Vortex Identification Methods Applied to Complex Viscous Flow Field of Ship in Restricted Waters

Abstract

Vortex plays a vital role in the generation and maintenance of turbulence. The flow mechanism around the ship and marine structures can be deeply analyzed through the vortex structure, which is of great significance to the study of turbulence problems. The performance of ships in restricted waters is much different from ships in open waters. The issue of the ship entering a lock is one of the most typical situations of the restricted waters. In this paper, different generations of vortex identification methods are applied to complex viscous flow field of an 8,000t bulk carrier entering a lock.
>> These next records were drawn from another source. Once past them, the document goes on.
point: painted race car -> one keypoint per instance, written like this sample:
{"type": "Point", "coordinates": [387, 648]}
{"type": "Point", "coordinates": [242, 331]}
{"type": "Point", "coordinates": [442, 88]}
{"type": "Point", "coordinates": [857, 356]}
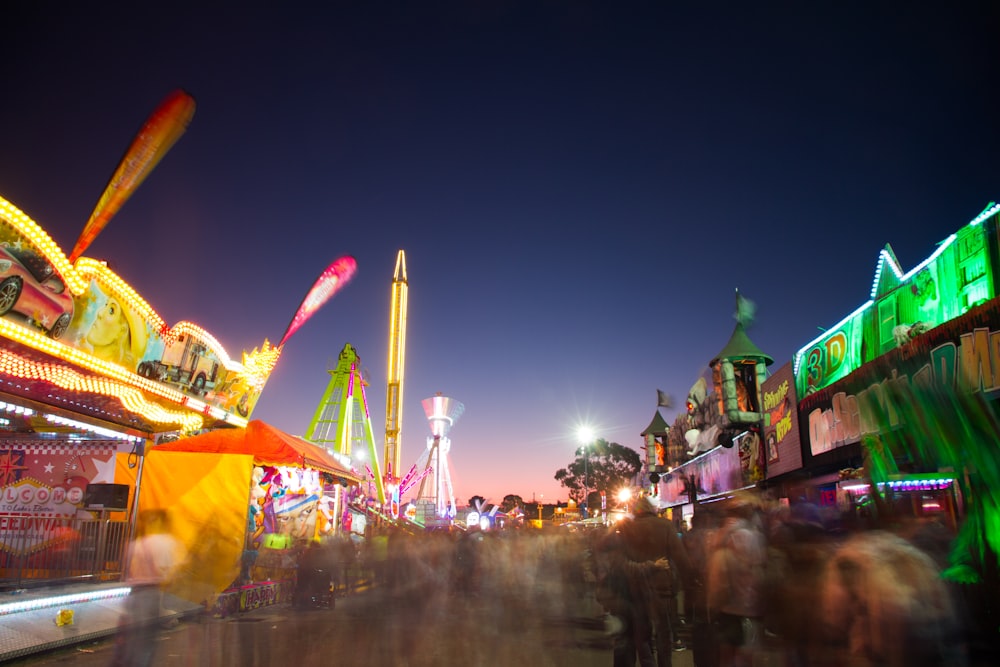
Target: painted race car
{"type": "Point", "coordinates": [31, 286]}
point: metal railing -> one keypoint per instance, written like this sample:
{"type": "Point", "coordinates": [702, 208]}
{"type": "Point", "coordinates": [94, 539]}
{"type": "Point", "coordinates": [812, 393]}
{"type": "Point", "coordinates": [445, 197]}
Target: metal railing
{"type": "Point", "coordinates": [41, 550]}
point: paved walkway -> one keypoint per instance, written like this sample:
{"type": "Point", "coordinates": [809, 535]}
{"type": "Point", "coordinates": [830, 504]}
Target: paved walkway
{"type": "Point", "coordinates": [28, 618]}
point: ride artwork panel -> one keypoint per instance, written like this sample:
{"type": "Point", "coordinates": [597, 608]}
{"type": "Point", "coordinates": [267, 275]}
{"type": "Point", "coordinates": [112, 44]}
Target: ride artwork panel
{"type": "Point", "coordinates": [86, 308]}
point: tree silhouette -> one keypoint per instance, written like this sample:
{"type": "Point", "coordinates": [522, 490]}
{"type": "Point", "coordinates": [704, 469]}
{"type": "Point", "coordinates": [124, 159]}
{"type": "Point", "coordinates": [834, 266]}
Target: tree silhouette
{"type": "Point", "coordinates": [510, 501]}
{"type": "Point", "coordinates": [600, 466]}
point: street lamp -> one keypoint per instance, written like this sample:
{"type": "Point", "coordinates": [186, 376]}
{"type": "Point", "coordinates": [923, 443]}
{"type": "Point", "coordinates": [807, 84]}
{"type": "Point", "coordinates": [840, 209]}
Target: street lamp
{"type": "Point", "coordinates": [585, 435]}
{"type": "Point", "coordinates": [625, 495]}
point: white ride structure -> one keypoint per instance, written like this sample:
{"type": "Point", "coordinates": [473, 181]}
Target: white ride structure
{"type": "Point", "coordinates": [442, 413]}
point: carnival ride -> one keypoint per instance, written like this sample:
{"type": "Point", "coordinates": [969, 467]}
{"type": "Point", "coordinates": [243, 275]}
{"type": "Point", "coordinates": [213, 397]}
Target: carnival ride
{"type": "Point", "coordinates": [396, 363]}
{"type": "Point", "coordinates": [138, 371]}
{"type": "Point", "coordinates": [442, 413]}
{"type": "Point", "coordinates": [341, 422]}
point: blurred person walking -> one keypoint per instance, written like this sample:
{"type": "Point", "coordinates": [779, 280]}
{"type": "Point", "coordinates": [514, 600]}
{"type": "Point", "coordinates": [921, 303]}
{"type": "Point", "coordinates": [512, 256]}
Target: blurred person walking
{"type": "Point", "coordinates": [885, 604]}
{"type": "Point", "coordinates": [696, 542]}
{"type": "Point", "coordinates": [652, 551]}
{"type": "Point", "coordinates": [736, 572]}
{"type": "Point", "coordinates": [153, 559]}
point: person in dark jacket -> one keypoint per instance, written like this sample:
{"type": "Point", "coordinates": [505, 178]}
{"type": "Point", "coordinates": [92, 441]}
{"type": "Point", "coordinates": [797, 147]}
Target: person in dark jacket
{"type": "Point", "coordinates": [652, 551]}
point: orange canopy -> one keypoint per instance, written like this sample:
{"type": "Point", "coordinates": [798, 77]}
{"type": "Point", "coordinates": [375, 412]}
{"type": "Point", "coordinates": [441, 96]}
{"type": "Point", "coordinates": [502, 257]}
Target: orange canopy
{"type": "Point", "coordinates": [268, 445]}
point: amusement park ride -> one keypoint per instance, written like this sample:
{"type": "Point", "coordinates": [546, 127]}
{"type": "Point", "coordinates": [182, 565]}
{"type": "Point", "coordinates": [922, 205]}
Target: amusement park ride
{"type": "Point", "coordinates": [342, 422]}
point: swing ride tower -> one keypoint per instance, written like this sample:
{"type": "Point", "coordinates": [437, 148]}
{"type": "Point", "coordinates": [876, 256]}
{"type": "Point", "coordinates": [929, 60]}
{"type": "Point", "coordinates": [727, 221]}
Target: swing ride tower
{"type": "Point", "coordinates": [442, 413]}
{"type": "Point", "coordinates": [392, 461]}
{"type": "Point", "coordinates": [341, 422]}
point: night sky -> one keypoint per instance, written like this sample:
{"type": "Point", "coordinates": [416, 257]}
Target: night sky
{"type": "Point", "coordinates": [580, 187]}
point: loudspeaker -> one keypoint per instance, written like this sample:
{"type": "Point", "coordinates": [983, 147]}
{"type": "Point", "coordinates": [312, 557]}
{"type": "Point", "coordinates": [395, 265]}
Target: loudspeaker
{"type": "Point", "coordinates": [106, 496]}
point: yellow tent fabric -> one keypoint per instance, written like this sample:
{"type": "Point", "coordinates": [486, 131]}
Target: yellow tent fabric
{"type": "Point", "coordinates": [207, 496]}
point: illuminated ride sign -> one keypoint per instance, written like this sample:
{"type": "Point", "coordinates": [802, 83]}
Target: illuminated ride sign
{"type": "Point", "coordinates": [958, 276]}
{"type": "Point", "coordinates": [78, 334]}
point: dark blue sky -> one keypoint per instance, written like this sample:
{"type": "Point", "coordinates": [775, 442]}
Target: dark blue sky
{"type": "Point", "coordinates": [579, 186]}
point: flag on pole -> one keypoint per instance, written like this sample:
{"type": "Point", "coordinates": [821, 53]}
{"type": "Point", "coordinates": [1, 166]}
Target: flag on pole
{"type": "Point", "coordinates": [745, 310]}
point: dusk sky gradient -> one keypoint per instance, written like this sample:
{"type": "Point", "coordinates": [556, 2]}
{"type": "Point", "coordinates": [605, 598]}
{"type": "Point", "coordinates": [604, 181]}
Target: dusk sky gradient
{"type": "Point", "coordinates": [580, 187]}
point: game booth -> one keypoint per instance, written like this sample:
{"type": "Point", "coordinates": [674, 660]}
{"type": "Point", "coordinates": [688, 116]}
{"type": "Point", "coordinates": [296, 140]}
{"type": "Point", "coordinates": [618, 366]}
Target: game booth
{"type": "Point", "coordinates": [245, 502]}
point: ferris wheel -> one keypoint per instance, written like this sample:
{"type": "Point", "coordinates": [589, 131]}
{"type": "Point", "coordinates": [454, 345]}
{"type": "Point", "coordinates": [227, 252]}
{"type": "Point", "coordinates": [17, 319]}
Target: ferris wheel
{"type": "Point", "coordinates": [442, 413]}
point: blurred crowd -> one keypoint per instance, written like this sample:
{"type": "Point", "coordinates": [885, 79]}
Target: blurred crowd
{"type": "Point", "coordinates": [749, 582]}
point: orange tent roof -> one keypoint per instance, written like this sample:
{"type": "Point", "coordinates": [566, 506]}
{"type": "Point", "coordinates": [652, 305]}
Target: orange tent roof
{"type": "Point", "coordinates": [267, 444]}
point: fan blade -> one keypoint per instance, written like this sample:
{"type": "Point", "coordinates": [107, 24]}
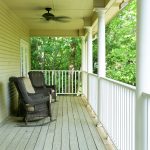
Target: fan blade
{"type": "Point", "coordinates": [62, 19]}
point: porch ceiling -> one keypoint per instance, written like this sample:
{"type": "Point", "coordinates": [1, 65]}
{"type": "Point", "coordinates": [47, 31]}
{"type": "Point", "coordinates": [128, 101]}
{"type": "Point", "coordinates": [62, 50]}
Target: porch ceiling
{"type": "Point", "coordinates": [30, 11]}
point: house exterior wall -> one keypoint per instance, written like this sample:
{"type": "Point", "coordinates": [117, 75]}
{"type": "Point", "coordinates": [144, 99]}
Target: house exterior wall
{"type": "Point", "coordinates": [12, 30]}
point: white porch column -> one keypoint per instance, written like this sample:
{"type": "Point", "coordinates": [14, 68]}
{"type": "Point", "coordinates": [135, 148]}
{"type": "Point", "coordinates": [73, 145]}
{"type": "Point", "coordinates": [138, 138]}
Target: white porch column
{"type": "Point", "coordinates": [83, 65]}
{"type": "Point", "coordinates": [143, 73]}
{"type": "Point", "coordinates": [101, 43]}
{"type": "Point", "coordinates": [90, 52]}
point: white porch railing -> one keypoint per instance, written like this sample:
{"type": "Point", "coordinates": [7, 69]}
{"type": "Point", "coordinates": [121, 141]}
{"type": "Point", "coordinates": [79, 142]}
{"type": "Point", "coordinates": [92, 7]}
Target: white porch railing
{"type": "Point", "coordinates": [117, 112]}
{"type": "Point", "coordinates": [66, 81]}
{"type": "Point", "coordinates": [84, 83]}
{"type": "Point", "coordinates": [93, 91]}
{"type": "Point", "coordinates": [115, 108]}
{"type": "Point", "coordinates": [146, 98]}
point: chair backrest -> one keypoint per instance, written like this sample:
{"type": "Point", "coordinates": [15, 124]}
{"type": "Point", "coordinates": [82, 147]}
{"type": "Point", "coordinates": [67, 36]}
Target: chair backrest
{"type": "Point", "coordinates": [37, 79]}
{"type": "Point", "coordinates": [28, 85]}
{"type": "Point", "coordinates": [22, 90]}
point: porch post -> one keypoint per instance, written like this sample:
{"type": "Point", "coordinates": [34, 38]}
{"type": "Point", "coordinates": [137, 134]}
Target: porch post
{"type": "Point", "coordinates": [83, 60]}
{"type": "Point", "coordinates": [101, 43]}
{"type": "Point", "coordinates": [90, 52]}
{"type": "Point", "coordinates": [83, 65]}
{"type": "Point", "coordinates": [143, 73]}
{"type": "Point", "coordinates": [101, 55]}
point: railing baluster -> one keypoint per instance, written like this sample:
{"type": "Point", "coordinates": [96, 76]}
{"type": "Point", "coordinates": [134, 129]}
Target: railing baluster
{"type": "Point", "coordinates": [62, 82]}
{"type": "Point", "coordinates": [75, 84]}
{"type": "Point", "coordinates": [65, 82]}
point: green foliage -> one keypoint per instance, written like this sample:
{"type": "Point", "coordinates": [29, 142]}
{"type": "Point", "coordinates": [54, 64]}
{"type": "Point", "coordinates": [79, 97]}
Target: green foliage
{"type": "Point", "coordinates": [121, 45]}
{"type": "Point", "coordinates": [55, 53]}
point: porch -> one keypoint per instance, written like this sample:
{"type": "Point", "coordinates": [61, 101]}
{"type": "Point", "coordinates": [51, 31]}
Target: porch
{"type": "Point", "coordinates": [74, 129]}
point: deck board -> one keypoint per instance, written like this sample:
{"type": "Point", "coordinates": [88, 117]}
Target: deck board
{"type": "Point", "coordinates": [74, 129]}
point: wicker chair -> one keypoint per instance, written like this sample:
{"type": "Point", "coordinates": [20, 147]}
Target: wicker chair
{"type": "Point", "coordinates": [35, 104]}
{"type": "Point", "coordinates": [38, 82]}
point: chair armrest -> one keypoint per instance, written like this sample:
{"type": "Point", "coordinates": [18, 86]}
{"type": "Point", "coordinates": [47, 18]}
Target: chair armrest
{"type": "Point", "coordinates": [41, 100]}
{"type": "Point", "coordinates": [35, 95]}
{"type": "Point", "coordinates": [51, 86]}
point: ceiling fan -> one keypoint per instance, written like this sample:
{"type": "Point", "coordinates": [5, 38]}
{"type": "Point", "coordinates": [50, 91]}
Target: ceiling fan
{"type": "Point", "coordinates": [49, 16]}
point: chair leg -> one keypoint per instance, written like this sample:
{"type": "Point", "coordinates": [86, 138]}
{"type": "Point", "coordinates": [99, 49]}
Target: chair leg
{"type": "Point", "coordinates": [26, 119]}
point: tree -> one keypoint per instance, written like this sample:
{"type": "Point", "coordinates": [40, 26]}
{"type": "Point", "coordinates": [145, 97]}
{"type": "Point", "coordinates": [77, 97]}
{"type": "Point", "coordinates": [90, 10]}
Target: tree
{"type": "Point", "coordinates": [55, 53]}
{"type": "Point", "coordinates": [121, 45]}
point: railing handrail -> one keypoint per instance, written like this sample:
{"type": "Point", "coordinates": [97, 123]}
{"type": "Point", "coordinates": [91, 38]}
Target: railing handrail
{"type": "Point", "coordinates": [114, 81]}
{"type": "Point", "coordinates": [66, 81]}
{"type": "Point", "coordinates": [56, 70]}
{"type": "Point", "coordinates": [146, 94]}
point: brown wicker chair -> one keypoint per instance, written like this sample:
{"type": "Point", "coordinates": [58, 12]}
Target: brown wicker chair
{"type": "Point", "coordinates": [35, 104]}
{"type": "Point", "coordinates": [38, 82]}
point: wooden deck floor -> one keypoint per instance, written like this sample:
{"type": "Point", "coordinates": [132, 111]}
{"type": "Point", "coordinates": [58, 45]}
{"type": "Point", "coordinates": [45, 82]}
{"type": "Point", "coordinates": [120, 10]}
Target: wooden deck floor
{"type": "Point", "coordinates": [73, 130]}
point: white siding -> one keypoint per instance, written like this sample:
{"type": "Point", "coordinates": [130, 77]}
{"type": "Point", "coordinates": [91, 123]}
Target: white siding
{"type": "Point", "coordinates": [12, 29]}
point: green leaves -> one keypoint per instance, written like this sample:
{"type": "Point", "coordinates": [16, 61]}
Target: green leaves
{"type": "Point", "coordinates": [121, 45]}
{"type": "Point", "coordinates": [55, 53]}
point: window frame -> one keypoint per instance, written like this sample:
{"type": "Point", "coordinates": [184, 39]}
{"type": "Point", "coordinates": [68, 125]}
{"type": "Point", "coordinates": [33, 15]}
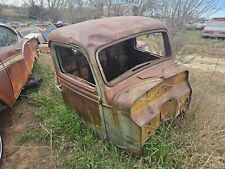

The turbulent flows are modeled by Reynolds averaged Navier–Stokes (RANS) simulations based on the two-equation k-ω shear stress transport (SST) model. With the help of the overset grid method, the surface pressure of the ship, wave height of the free surface and the wave field are analyzed numerically to explain the ship hydrodynamic performance. Then, based on Liutex vortex identification, the vortex structures in the viscous flow field are captured. Compared with the traditional vortex identification methods, the third-generation methods show a better ability of capturing the vortex structures and gives a more accurate definition of vortex, which can be used in the study focused on the flow mechanism, especially on the problem of the ship-lock interaction. All the analysis aspects of the flow field in this work above provide a reference for the post-processing method of the complex viscous flow field of ship in restricted waters.